'Kremlin List' randomly targets Russian business competition - Finance Minister Siluanov
The US Treasury cast a wide net to blacklist all prominent Russian businessmen without distinction, Russian Finance Minister Anton Siluanov told RT.
“I don’t even understand on which criteria this list could be formed,” said the minister, who has also been included on the US Treasury's blacklist.
According to Siluanov, none of the American sanctions, including the latest ones, look meaningful. “We’ll see how the events will develop but I think neither me nor my colleagues will feel any consequences,” he said.
“As we already said, all these sanctions are supposed to make (American) business more competitive,” Siluanov said, adding that Washington aims to push back against Russian business competition, including Kaspersky Lab.
The Russian cybersecurity company’s products are used by Western firms and someone does not like that and is trying to get rid of it, he explained.

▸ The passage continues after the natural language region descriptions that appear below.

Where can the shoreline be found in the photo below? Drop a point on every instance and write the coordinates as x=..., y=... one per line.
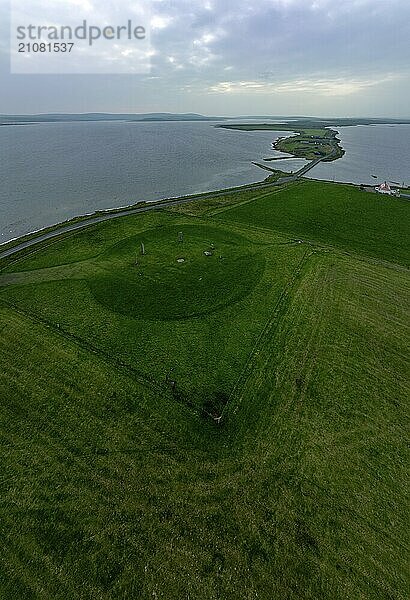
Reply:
x=53, y=232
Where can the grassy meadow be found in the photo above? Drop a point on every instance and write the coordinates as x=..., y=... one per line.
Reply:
x=222, y=416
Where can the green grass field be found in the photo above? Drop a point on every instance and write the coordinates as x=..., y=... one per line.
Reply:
x=118, y=482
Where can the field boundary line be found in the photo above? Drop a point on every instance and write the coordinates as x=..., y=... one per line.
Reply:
x=119, y=365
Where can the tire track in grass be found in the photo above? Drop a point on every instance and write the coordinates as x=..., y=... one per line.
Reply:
x=271, y=325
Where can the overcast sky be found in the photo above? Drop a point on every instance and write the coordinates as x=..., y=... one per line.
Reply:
x=232, y=57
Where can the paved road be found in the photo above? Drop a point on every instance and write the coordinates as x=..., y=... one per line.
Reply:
x=122, y=213
x=152, y=206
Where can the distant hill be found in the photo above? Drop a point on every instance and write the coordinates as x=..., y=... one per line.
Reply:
x=62, y=117
x=138, y=117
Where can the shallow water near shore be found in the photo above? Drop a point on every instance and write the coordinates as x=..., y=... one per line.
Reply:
x=51, y=172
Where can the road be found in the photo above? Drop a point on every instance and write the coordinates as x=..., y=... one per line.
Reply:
x=151, y=206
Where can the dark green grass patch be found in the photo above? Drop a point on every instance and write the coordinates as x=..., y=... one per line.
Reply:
x=215, y=270
x=334, y=214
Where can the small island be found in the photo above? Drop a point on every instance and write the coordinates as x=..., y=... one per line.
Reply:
x=312, y=141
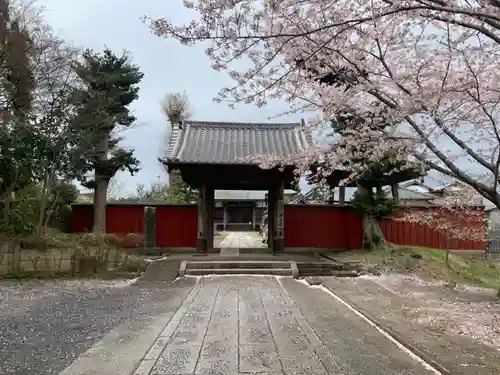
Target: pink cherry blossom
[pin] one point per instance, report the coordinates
(432, 66)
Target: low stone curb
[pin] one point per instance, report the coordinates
(400, 338)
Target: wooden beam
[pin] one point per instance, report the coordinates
(209, 214)
(201, 243)
(279, 240)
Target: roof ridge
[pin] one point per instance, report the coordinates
(240, 123)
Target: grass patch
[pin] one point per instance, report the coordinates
(464, 268)
(58, 240)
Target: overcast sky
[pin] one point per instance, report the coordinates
(168, 67)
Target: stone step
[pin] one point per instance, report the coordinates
(324, 265)
(236, 264)
(325, 272)
(239, 271)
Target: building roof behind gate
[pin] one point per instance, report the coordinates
(201, 142)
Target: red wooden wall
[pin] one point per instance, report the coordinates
(313, 226)
(403, 233)
(176, 225)
(322, 226)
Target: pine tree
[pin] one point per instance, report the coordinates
(110, 85)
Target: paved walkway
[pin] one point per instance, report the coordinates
(250, 325)
(238, 240)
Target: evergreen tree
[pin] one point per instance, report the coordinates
(110, 85)
(176, 108)
(372, 206)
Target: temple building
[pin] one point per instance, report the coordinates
(240, 210)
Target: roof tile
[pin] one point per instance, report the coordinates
(235, 143)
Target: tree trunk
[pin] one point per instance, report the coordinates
(40, 228)
(447, 253)
(373, 236)
(100, 193)
(101, 188)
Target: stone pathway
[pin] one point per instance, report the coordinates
(238, 240)
(240, 325)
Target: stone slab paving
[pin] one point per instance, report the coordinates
(238, 240)
(251, 325)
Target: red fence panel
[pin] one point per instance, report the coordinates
(320, 226)
(125, 218)
(412, 234)
(82, 218)
(176, 226)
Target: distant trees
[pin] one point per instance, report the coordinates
(176, 108)
(58, 110)
(109, 84)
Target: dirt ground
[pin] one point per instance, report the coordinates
(464, 310)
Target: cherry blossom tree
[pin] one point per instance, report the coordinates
(459, 216)
(429, 65)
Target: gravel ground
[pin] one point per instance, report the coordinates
(45, 325)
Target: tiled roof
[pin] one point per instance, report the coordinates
(245, 195)
(408, 194)
(235, 143)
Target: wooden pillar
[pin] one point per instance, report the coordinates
(149, 226)
(224, 222)
(253, 217)
(395, 192)
(271, 208)
(201, 244)
(342, 194)
(279, 240)
(210, 211)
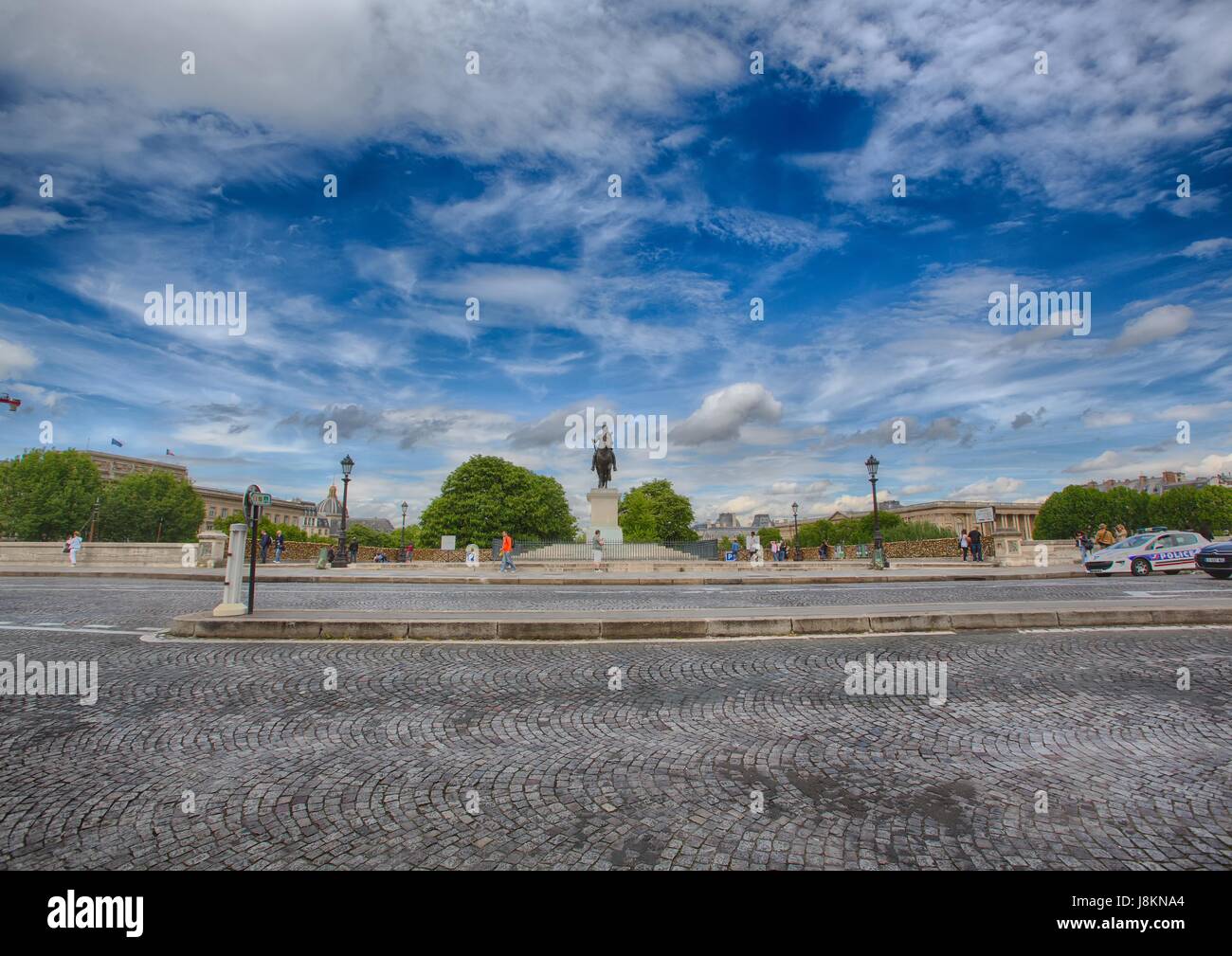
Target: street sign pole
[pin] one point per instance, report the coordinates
(253, 501)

In December, Kaspersky Lab sued the Trump administration over a software ban. The US government's Department of Homeland Security had earlier banned federal agencies from using the Russian company's antivirus products, citing national security concerns.
The founder of the company, Eugene Kaspersky, who was also included in the ‘Kremlin List,’ took to Twitter to discredit it.
My comments on the list published by U.S. Treasury Department:1) It’s not a sanctions list, people on it aren’t subject to further restrictions. Our operations are intact, we keep providing our customers with protection against any cyberattacks regardless of their origin
— Eugene Kaspersky (@e_kaspersky) January 30, 2018
Copied indiscriminately from a Forbes Russia list, the Treasury list shows that the Trump administration isn't serious about sanctions, said Leonid Bershidsky, a former editorial director and publisher of Forbes Russia.
“I'm flattered that the US government chose it as an unassailably authoritative source on who counts as an oligarch in Russia. I also know that Forbes Russia has never pretended that its rich list was complete or that the wealth estimates were accurate,” he wrote in a column for Bloomberg View.
Bershidsky said he’s “willing to give the US administration the benefit of the doubt, though.”
President Donald Trump signed the sanctions legislation only reluctantly, and perhaps the Treasury was never serious about compiling the lists, he wrote.
“It's fine if the Trump administration doesn't believe in sanctions. But if Congress still demands sanctions - and it does - the administration should do a better job of selecting targets.”